The banking regulator should introduce a low-cost financing scheme under an incentivized policy to support the expansion of made-in-Pakistan brands for substituting the inflows of imported foreign products. said President Federal B Area Association of Trade and Industry (FBATI) Syed Raza Hussain.

Discouraging the consumption of foreign brands is always on the national agenda of any progressive state; however, the bloodshed by the state of Israel against Palestinian citizens in Gaza witnessed an overwhelming shift in consumers’ choices all over the Islamic world and in Pakistan as well, who now in majority prefer national brands over imported foreign items, he mentioned. He remarked that the promotion of national brands is not only a global trend in Muslim countries, but it is also a religious duty and national responsibility for all Pakistanis.

The policymakers should cash in on the trend of masses boycotting of foreign products by introducing a financing scheme, encouraging local industries to expand their local footprint to produce alternate products for domestic as well as export markets, he added.

This policy will significantly save the foreign exchange of the country, which is tantamount to a proverb: a penny saved is a penny earned. President FBATI pointed out that various local brands have reached their maximum production capacity in recent weeks, with a shortage being reported of many items in the local retail markets, such as beverages, soap, dairy products, snacks, confectionaries, detergent, cosmetics, biscuits, and various edible and wearable products, etc.

The production of these segments could be enhanced on a medium to large scale in a short span of time, provided a rationally adjusted interest rate financing scheme is introduced to facilitate local industries. He pointed out that the increasing preference of local products over imported foreign brands across the country is always favourable for macroeconomic indicators, especially when it comes to the import bill and current account deficit of the country.

According to the Pakistan Bureau of Statistics, the country’s import bill of commodities increased to $55.3 billion in the last financial year (2022-23), which stands more than 100% of our export values. It is high time that policymakers and relevant authorities chalk out a five-year import substitution plan in consultation with stakeholders’ various sectors, including businessmen and industrialists, for the crucial initiative of promoting local brands under the theme of “Be Pakistani, buy Pakistani,” Syed Raza Hussain added.

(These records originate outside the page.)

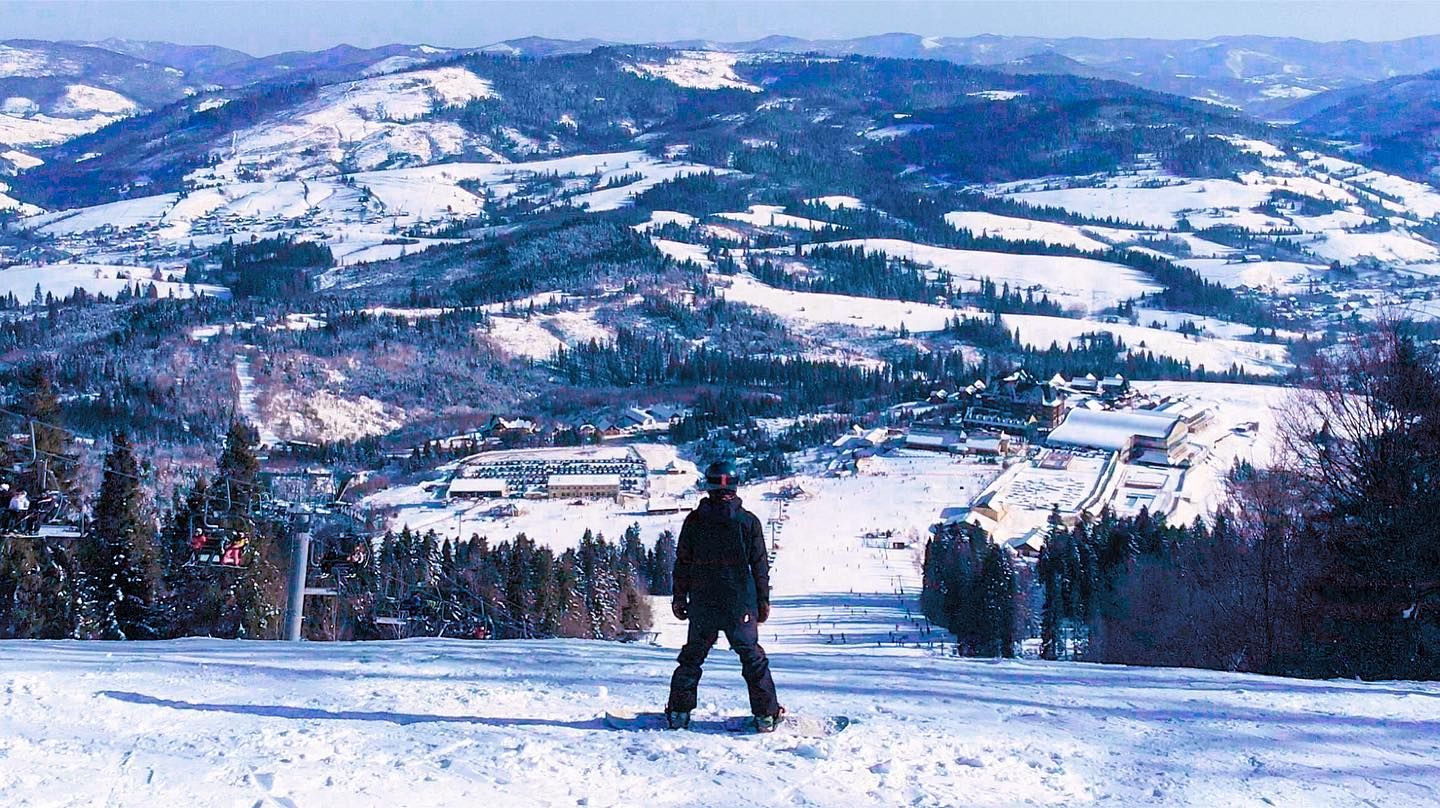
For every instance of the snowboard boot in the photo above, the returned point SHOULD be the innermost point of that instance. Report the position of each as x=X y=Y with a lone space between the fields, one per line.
x=769 y=723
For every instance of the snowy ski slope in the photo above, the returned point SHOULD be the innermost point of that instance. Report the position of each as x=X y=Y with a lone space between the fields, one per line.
x=205 y=722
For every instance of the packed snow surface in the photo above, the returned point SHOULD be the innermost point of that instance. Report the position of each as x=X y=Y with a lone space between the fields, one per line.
x=428 y=722
x=1079 y=283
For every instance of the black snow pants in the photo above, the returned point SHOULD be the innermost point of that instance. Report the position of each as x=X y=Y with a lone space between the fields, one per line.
x=745 y=640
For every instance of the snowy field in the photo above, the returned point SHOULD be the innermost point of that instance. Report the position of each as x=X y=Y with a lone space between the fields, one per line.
x=61 y=280
x=428 y=722
x=1074 y=283
x=818 y=308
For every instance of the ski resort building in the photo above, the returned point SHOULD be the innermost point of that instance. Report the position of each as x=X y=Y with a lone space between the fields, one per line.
x=1138 y=435
x=581 y=471
x=583 y=486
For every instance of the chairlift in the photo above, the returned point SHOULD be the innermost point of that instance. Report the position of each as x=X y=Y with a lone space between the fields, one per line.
x=216 y=545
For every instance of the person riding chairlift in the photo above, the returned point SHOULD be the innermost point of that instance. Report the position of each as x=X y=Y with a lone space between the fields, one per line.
x=19 y=506
x=234 y=553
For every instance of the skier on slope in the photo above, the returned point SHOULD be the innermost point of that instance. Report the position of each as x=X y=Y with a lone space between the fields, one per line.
x=722 y=584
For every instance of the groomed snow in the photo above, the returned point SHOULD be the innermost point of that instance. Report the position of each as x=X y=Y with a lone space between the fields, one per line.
x=700 y=69
x=428 y=722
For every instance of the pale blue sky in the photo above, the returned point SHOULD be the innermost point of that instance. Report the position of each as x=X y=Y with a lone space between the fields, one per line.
x=271 y=26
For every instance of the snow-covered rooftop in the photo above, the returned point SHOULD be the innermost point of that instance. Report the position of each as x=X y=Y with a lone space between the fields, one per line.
x=1112 y=428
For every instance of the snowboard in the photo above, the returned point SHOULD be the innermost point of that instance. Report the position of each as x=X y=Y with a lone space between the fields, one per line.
x=799 y=726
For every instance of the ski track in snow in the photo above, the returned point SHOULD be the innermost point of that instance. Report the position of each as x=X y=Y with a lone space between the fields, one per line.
x=428 y=722
x=246 y=399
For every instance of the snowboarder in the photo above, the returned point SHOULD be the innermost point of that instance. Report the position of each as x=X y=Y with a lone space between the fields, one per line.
x=722 y=584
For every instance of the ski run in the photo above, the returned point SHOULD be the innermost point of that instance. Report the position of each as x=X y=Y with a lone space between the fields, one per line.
x=447 y=722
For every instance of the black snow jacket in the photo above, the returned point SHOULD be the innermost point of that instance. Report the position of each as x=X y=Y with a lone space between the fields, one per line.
x=722 y=568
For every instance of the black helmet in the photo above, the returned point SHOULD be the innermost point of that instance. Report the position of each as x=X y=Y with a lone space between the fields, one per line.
x=722 y=476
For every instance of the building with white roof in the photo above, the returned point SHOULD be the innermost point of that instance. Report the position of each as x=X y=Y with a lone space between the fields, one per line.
x=1135 y=434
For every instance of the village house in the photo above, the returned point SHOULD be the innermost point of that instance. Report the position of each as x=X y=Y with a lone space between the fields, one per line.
x=1015 y=402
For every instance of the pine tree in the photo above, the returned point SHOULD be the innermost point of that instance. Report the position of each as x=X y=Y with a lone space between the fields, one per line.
x=238 y=467
x=663 y=565
x=120 y=559
x=998 y=592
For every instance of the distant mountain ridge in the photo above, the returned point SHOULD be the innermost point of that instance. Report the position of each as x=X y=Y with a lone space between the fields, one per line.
x=1262 y=75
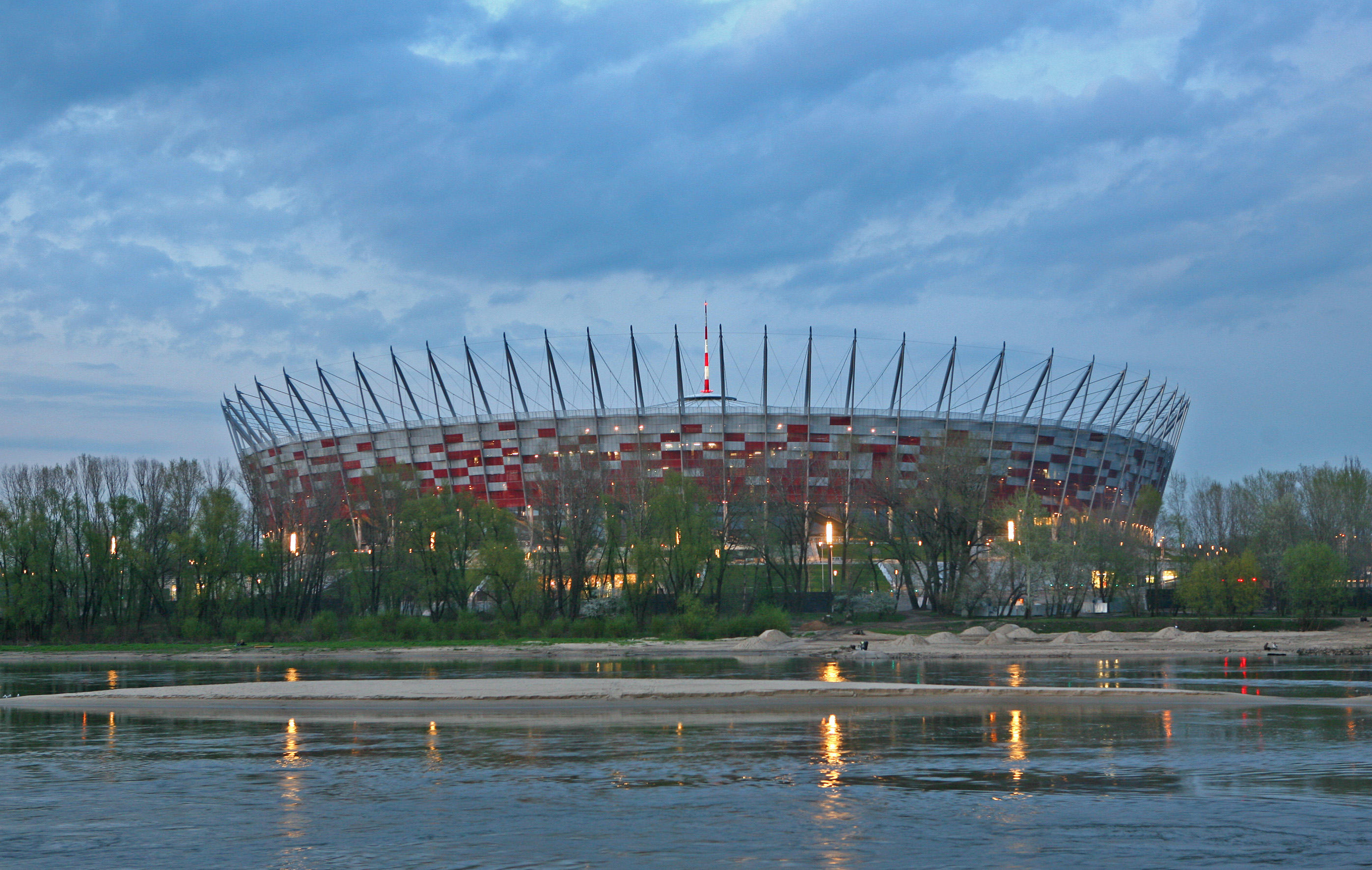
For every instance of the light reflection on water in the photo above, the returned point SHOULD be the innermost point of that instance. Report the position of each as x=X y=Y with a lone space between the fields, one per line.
x=1022 y=787
x=1304 y=676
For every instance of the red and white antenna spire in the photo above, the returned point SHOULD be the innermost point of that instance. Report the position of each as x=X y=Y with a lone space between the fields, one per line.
x=707 y=349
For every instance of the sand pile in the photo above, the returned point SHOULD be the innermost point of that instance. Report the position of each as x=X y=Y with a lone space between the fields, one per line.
x=906 y=641
x=766 y=640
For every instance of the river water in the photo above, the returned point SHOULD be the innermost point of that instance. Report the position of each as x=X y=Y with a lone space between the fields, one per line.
x=1006 y=786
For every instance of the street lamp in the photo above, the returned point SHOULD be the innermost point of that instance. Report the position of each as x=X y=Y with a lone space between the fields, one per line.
x=829 y=540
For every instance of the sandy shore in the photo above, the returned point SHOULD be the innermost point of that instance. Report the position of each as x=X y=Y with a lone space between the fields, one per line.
x=1352 y=640
x=593 y=695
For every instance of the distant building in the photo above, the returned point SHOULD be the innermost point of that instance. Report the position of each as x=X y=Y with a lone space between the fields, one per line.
x=792 y=418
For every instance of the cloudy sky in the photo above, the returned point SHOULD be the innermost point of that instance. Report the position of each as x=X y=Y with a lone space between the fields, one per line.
x=192 y=194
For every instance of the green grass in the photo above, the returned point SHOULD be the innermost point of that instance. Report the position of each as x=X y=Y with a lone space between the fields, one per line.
x=1087 y=625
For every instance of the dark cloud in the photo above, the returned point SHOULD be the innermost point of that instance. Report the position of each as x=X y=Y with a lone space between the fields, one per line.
x=254 y=184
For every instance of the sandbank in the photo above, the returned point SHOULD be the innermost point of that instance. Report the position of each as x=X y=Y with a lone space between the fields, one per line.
x=596 y=698
x=1350 y=640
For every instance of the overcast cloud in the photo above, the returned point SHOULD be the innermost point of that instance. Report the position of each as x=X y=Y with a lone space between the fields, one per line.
x=192 y=194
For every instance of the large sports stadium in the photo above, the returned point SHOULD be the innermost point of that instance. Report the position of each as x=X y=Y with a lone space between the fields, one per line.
x=785 y=416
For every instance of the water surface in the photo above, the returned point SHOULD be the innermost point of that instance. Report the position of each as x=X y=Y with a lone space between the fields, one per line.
x=1006 y=786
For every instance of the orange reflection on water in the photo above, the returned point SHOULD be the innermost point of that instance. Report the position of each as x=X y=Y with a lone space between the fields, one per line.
x=832 y=751
x=1018 y=751
x=433 y=757
x=291 y=762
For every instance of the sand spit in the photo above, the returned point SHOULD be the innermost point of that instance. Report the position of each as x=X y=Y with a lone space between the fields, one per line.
x=771 y=639
x=456 y=695
x=1020 y=643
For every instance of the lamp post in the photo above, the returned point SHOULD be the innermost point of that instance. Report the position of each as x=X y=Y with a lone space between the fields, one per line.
x=829 y=540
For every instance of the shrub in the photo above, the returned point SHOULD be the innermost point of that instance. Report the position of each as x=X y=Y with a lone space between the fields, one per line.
x=621 y=626
x=695 y=619
x=749 y=625
x=324 y=626
x=246 y=630
x=1314 y=581
x=195 y=630
x=660 y=626
x=588 y=627
x=468 y=626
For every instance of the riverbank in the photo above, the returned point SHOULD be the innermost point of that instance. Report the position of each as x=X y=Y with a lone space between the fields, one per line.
x=1349 y=640
x=592 y=696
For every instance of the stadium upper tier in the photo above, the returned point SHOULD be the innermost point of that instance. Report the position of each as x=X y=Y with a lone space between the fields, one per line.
x=800 y=416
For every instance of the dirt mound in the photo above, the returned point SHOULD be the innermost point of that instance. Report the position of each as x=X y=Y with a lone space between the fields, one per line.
x=907 y=640
x=766 y=640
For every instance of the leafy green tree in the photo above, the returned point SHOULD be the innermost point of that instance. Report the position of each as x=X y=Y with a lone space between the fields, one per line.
x=1315 y=578
x=680 y=536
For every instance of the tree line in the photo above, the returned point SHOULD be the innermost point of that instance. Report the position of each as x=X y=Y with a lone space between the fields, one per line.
x=108 y=549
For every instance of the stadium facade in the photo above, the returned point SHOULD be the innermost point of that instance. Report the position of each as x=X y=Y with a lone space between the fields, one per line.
x=800 y=416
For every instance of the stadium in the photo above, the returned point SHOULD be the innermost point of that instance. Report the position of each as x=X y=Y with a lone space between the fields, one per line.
x=800 y=418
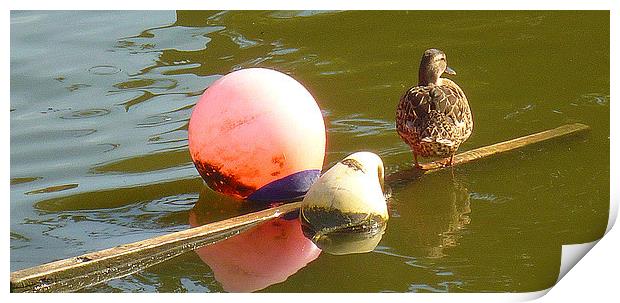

If the country could cut down the imported trade brands by 100% in its import bill, it would save over $5.5 billion in a year. On the other hand, millions of dollars foreign exchange will also be pocketed as a result of lower profit repartition, he further said. Besides, a national-level business forum comprising various stakeholders should create awareness among the public about the importance of utilizing local brands in Pakistan. In this regard, the demand for local products will maintain stable growth in the future, and the macroeconomic goals could be significantly achieved along with fruitful and sustainable outcomes on a long-term basis. At the same time, Raza Hussain also urged industrialists’ community to cash in on the present demand upsurge in local brands, focusing on the enhancement of quality and standards of their products to win the customers’ choice permanently against foreign imported brands.

The State Bank of Pakistan (SBP) should come up with a low-cost financing scheme for the construction of small, medium, and medium-large industries at 3-4 per cent for a period of 20 years. This scheme will encourage local business units to expand industrial units to produce alternate products for the consumption of local markets. He predicted that the low-cost financing scheme would develop construction activities in the industrial zones, generating economic activity, small to medium-sized businesses, jobs, and revenues for the government through direct and indirect taxes.

The construction activities will also revive growth in different allied sectors, including cement, steel, marble, paint, furniture, etc. On the other hand, it will generate employment for hundreds of skilled laborers for a longer period, promoting the expansion and growth of the local industries, and the government will also get additional revenues from taxes, President FBATI said.